Even the head of the Sports Authority is against the deal:
The opposition was led by George Zoffinger, the Sports Authority’s chief executive, who said he wanted to “remain consistent” with his past criticism of a deal he has claimed will cost taxpayers at least $150 million and will force his agency to operate at a deficit.
“My opposition stems from my wife being a social worker and my seeing the things the state needs to spend money on rather than football stadiums,” Zoffinger said. “We’ve worked hard over the past three years to accomplish some financial stability and that is going to be difficult moving forward.”
I’m against the deal. But I fear there’s no winning now. So we need to get something out of it: Let’s make the Giants recognize that they’re in New Jersey, not New York. Make them change the name.
Hey, Jersey bloggers, let’s swarm ’em. I just sent this email to Acting Gov. Codey, the director of external affairs for the Sports & Exposition Authority, and to my state legislators (find them here):
If you’re going to spend millions in taxpayers’ money building a new stadium for the Giants, the least you can do is make changing their name to the Jersey Giants a condition of the deal.
Follow the links above and do likewise.
It’s all just bits and bandwidth, after all
: Here’s the final commodification of telecom:
Skype is soon going to be available on a cell phone. So you’ll be able to use the phone company’s bandwidth to bypass the phone company’s phone fees not only at home but also on the road (and, I assume, on wi-fi enabled mobile phones, you’ll even be able to avoid the phone company’s bandwidth and data charges). So no transfer of data, of bits of any sort, gets any premium at all. It’s all just a commodity, all just bits and bandwidth.
I think I’m going to drive down the way to AT&T’s network operations center and take a picture of the giant Golden Boy statue that used to stand by its headquarters before they melt him down.

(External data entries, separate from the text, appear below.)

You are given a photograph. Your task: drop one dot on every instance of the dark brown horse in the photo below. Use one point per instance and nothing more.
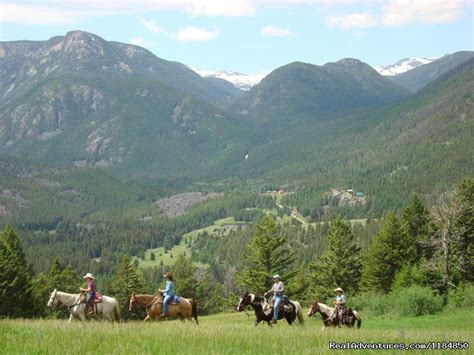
(185, 309)
(264, 312)
(328, 319)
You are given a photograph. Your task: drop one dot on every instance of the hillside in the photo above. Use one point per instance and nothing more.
(82, 103)
(420, 144)
(422, 75)
(302, 95)
(26, 64)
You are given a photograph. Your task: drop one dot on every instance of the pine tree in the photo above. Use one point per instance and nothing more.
(125, 282)
(385, 256)
(416, 224)
(15, 277)
(341, 265)
(184, 277)
(266, 255)
(464, 198)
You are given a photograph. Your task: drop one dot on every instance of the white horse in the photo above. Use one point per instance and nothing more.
(108, 308)
(328, 312)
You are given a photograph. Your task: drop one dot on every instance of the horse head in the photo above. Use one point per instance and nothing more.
(53, 299)
(314, 308)
(245, 300)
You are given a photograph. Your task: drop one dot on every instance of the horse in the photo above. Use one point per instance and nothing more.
(108, 308)
(327, 315)
(264, 312)
(185, 309)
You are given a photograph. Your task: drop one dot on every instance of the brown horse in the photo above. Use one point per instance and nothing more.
(185, 309)
(327, 315)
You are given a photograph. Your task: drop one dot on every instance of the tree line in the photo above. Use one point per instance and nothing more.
(429, 248)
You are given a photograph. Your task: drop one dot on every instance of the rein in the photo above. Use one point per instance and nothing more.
(152, 302)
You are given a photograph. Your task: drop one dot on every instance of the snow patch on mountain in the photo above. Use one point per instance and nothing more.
(404, 65)
(239, 80)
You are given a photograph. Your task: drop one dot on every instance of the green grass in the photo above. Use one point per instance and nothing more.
(231, 333)
(220, 225)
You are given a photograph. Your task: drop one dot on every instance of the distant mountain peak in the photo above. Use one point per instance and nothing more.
(239, 80)
(404, 65)
(350, 62)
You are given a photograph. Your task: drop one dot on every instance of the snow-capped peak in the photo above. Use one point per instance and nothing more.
(404, 65)
(239, 80)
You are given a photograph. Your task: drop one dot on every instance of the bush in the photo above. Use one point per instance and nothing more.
(411, 301)
(416, 301)
(462, 297)
(372, 303)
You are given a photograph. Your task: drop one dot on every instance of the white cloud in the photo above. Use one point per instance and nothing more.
(362, 20)
(276, 31)
(405, 12)
(37, 15)
(139, 41)
(193, 34)
(151, 26)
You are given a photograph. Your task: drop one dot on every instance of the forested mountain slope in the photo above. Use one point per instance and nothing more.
(301, 95)
(421, 76)
(420, 144)
(25, 64)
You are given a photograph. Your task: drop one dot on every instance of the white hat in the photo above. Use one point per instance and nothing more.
(88, 276)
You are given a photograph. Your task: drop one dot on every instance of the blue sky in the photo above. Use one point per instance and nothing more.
(254, 36)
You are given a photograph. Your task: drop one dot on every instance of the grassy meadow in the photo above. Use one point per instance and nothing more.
(223, 225)
(230, 333)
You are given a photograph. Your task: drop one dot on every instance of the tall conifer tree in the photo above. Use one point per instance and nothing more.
(125, 282)
(267, 254)
(385, 256)
(341, 265)
(15, 277)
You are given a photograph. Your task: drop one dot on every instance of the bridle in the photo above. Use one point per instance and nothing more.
(314, 308)
(54, 300)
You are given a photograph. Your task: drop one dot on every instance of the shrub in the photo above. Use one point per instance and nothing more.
(372, 303)
(462, 297)
(416, 301)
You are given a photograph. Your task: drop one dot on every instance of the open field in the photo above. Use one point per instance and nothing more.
(231, 333)
(221, 225)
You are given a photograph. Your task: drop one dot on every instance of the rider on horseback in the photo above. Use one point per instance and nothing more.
(168, 292)
(340, 305)
(91, 290)
(277, 289)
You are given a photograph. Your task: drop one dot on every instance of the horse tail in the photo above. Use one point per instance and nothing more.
(117, 312)
(299, 313)
(194, 309)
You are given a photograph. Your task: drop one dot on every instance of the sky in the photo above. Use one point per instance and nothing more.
(255, 36)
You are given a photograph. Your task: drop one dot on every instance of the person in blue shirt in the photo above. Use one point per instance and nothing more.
(168, 292)
(340, 306)
(90, 290)
(277, 289)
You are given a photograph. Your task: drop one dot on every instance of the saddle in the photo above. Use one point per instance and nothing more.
(97, 297)
(175, 300)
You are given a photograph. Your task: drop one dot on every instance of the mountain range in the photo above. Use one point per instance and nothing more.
(78, 101)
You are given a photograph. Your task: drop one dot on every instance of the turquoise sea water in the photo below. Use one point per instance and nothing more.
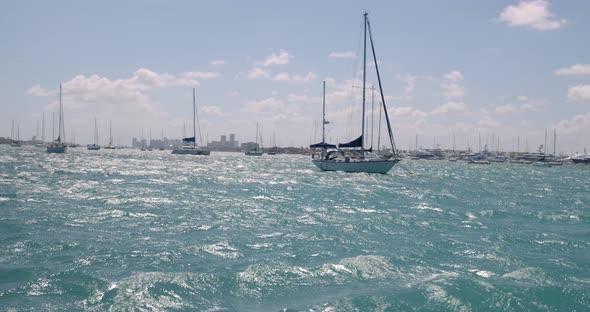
(130, 230)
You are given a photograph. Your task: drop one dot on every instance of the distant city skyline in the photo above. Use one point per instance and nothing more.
(463, 69)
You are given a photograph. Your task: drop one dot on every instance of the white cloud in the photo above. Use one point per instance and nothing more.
(505, 109)
(451, 86)
(282, 58)
(283, 76)
(211, 110)
(487, 122)
(579, 93)
(454, 76)
(346, 54)
(261, 73)
(127, 102)
(217, 63)
(36, 90)
(201, 75)
(534, 14)
(257, 72)
(232, 94)
(576, 124)
(525, 104)
(450, 108)
(401, 112)
(576, 69)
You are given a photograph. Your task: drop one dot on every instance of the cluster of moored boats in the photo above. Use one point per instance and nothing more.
(486, 157)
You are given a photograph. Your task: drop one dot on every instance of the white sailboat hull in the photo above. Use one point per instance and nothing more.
(369, 166)
(190, 151)
(57, 149)
(253, 153)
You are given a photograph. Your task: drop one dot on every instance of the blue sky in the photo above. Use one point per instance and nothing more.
(505, 69)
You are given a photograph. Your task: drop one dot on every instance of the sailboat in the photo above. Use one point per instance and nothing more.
(95, 146)
(59, 145)
(110, 146)
(352, 156)
(13, 142)
(42, 144)
(255, 151)
(150, 146)
(274, 148)
(193, 149)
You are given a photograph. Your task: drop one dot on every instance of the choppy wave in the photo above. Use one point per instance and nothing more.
(150, 231)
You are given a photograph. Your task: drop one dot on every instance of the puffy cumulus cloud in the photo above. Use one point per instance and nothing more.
(452, 89)
(217, 63)
(450, 108)
(578, 123)
(454, 76)
(523, 104)
(281, 58)
(579, 93)
(406, 112)
(533, 14)
(232, 94)
(487, 122)
(261, 73)
(283, 76)
(346, 54)
(576, 69)
(211, 110)
(36, 90)
(127, 102)
(257, 73)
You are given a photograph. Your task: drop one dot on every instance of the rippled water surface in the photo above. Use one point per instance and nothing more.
(131, 230)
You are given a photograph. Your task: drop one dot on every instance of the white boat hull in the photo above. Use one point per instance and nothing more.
(253, 153)
(369, 166)
(190, 151)
(56, 149)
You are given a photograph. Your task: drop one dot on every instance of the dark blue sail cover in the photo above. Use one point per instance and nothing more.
(322, 145)
(358, 142)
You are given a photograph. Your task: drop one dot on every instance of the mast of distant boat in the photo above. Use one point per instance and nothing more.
(323, 116)
(364, 88)
(194, 121)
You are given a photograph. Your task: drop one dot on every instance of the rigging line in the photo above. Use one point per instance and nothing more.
(351, 95)
(198, 124)
(392, 140)
(410, 172)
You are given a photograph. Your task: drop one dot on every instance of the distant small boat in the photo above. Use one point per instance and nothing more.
(110, 145)
(352, 156)
(13, 142)
(193, 149)
(58, 146)
(255, 151)
(95, 146)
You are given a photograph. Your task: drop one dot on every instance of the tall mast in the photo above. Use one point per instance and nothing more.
(379, 130)
(59, 126)
(554, 140)
(194, 120)
(372, 112)
(364, 85)
(256, 138)
(391, 139)
(545, 146)
(323, 116)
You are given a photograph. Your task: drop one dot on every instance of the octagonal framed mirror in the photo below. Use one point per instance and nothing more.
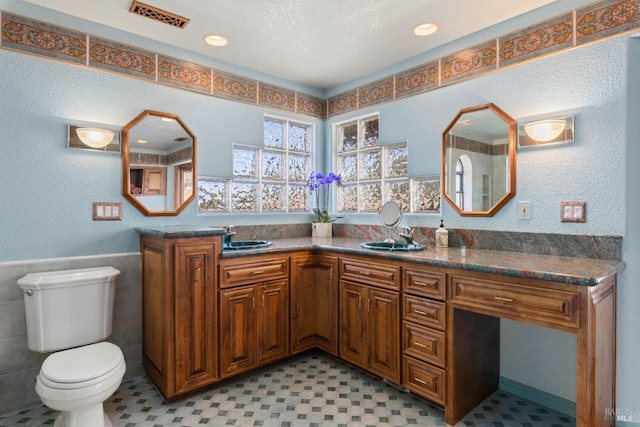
(479, 160)
(158, 163)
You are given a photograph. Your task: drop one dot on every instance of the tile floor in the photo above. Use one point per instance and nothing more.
(312, 390)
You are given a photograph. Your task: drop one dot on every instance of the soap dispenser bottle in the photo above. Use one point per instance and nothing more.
(442, 236)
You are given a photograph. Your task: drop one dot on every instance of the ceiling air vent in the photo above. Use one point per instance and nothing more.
(158, 14)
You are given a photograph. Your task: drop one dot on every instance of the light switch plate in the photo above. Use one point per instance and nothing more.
(524, 210)
(573, 211)
(107, 211)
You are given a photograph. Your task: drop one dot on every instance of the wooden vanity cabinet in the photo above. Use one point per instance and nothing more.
(314, 303)
(370, 316)
(179, 306)
(254, 313)
(424, 333)
(478, 300)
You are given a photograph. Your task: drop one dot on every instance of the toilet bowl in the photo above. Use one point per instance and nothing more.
(78, 381)
(70, 313)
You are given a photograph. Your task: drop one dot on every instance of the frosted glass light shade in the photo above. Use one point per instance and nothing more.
(95, 137)
(545, 130)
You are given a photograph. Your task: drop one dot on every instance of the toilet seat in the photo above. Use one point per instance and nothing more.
(81, 367)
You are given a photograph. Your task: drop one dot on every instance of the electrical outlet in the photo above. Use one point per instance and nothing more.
(524, 210)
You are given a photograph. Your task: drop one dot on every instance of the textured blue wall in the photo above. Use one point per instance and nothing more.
(46, 190)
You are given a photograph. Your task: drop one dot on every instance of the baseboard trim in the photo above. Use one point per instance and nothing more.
(551, 401)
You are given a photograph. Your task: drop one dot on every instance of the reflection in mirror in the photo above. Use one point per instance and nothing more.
(478, 160)
(158, 163)
(390, 216)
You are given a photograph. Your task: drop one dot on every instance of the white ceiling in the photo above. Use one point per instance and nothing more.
(320, 43)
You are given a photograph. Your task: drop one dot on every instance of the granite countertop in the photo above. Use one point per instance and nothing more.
(570, 270)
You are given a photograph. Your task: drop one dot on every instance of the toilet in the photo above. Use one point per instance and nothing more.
(70, 313)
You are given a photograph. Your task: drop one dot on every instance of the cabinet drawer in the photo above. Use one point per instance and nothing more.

: Right after I wrote that, I went to my RSS feeds and read Fred Wilson pointing us to a great PowerPoint and two posts from Tom Evslin, the man who probably is responsible for more change in media than anyone in America aside from (1) Craig Newmark and (2) the guy who invented the remote control. Tom was the guy who forced flat-rate pricing for the internet and then he created a company that, to oversimplify, turned VOIP into an industry at ITXC. In other words, he was a guy who helped turn bandwidth into a commodity, took value away from the pipe, and thus transferred value to the bits that travel on that pipe.
His PowerPoint and posts predict that phone calls will become like email — “free,” though email isn’t exactly free. Somebody has to pay for the equipment, software, storage, and bandwidth. But once that’s done, there is no incremental cost — and fee and profit — for the next call.
There’s no value in controlling delivery — not in telecom, not in media.